La luz de Hernán Ronsino




El narrador de Lumbre (Eterna Cadencia, 2013), la magnífica tercera novela de Hernán Ronsino, deja la capital por unos días y vuelve a su pueblo, Chivilcoy, en la pampa argentina. Ha muerto un amigo, Pajarito Lernú, y le ha dejado una vaca. Se trata de un inicio pintoresco, tragicómico. ¿Qué hará Federico Souza con la vaca? Pregunta inquietante, aunque sabemos desde el principio -desde los epígrafes, desde el tono mismo de la escritura-, que en responderla no radica el principal interés de Ronsino. El narrador va en busca de la vaca, y de pronto, le asalta un mundo que creyó haber dejado atrás: "Cada pedazo de pared de esta ciudad lleva, como una piel, las huellas de mi historia".

Lumbre narra la forma en que se construyen las historias individuales y la gran historia colectiva. Es una novela ambiciosa, que deja atrás el pequeño universo de Glaxo, la novela anterior de Ronsino (una novela menor, con sabor a poco a pesar del juego con las múltiples perspectivas y la adscripción a ese gran libro de Rodolfo Walsh que es Operación Masacre), para adquirir, en su misma forma digresiva, ramificada, el fondo mismo del relato. Souza encuentra rostros de su pasado, y le cuesta reconocerlos: "el follaje avanza, espeso, cuando hay descuido y, entonces, impide que coincidan, como en este caso, el nombre de Sebastián Prado y su cara -esa cara- diluida en la niebla del pasado. El follaje teje velos. Y se devora, sin tregua, la senda hecha a fuerza de insistencia".

Somos esos recuerdos difuminados, esos falsos reconocimientos, esas invenciones de fábula a partir de la trama precaria de la memoria. No sólo el recuerdo es mentiroso; también la escritura de ese recuerdo deforma.

En su mirada sobre la ciudad, Ronsino recuerda a Juan Cárdenas, ese gran narrador colombiano de la descomposición de nuestras ciudades, del fracaso del proyecto modernizador. Como en Los estratos, la maravillosa novela de Cárdenas, el narrador de Lumbre ve, al caminar por un barrio, cómo éste "se va cubriendo de capas que se montan unas sobre otras, componiendo suelos, planos sedimentados que ocultan el tiempo, las horas viejas". Estaciones de tren, "edificios amputados", casas "avejentadas", "el chasis quemado de un micro": todo es erosión, decadencia. Y así, mientras camina por Chivilcoy, Federico Souza va imbricando su historia personal a la de la ciudad-pueblo. La novela se abre a los ruidos de la política -en las batallas decimonónicas entre unitarios y federales que todavía marcan el lugar, en la presencia inevitable de Sarmiento- y a los de la cultura -en el paso de Cortázar por el pueblo, en la muerte de un poeta modernista-. Todo se mezcla, y ya no se sabe a qué Borges recuerda un letrero con el que se topa Souza (¿al coronel?, ¿al escritor?). De manera paradigmática, cuando Pajarito trabajaba en el museo -cuenta el padre del narrador-, había cambiado el orden de las tarjetas de unos carruajes: la historia es un equívoco. La novela es el relato de cómo se construye ese equívoco.

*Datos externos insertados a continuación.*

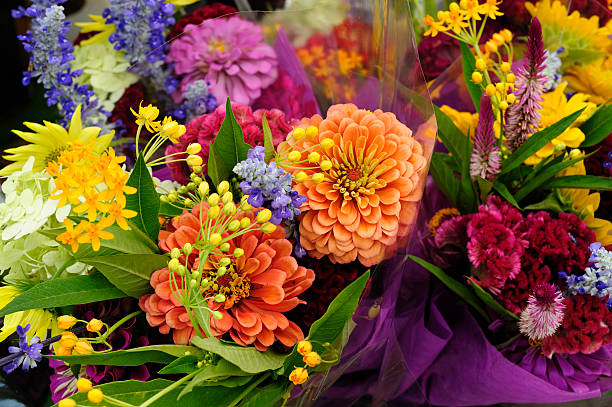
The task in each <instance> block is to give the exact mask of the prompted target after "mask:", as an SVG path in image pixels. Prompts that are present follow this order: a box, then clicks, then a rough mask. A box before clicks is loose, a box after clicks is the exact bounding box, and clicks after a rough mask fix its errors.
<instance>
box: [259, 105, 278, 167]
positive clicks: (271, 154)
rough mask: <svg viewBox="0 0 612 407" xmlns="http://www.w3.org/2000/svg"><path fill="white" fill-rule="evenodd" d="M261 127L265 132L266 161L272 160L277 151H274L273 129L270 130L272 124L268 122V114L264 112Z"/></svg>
mask: <svg viewBox="0 0 612 407" xmlns="http://www.w3.org/2000/svg"><path fill="white" fill-rule="evenodd" d="M261 128H262V129H263V133H264V147H265V148H266V155H265V157H264V161H265V162H267V163H268V162H270V160H272V159H273V158H274V157H275V156H276V151H274V140H273V139H272V130H270V125H269V124H268V119H266V114H265V113H264V115H263V117H262V119H261Z"/></svg>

La paradoja de Ronsino consiste en su capacidad para hablar de manera tan luminosa de las oscuridades de toda historia. No es casual el título, ni tampoco el despliegue abundante de imágenes y metáforas en torno a la luz, el vuelo poético del lenguaje. Federico recuerda que Pajarito quería escribir una teoría sobre la luz y las cosas: "Quería desmenuzar los cambios de luz. La manera en que la luz iba definiendo un lugar, las cosas… La forma misteriosa que iba tomando el cementerio a medida que oscurecía". En Lumbre, Federico articula esa teoría buscada por Pajarito: toda historia es un juego de luces y sombras; aunque puede que estén equivocados, tanto el recuerdo como la escritura son "partos luminosos".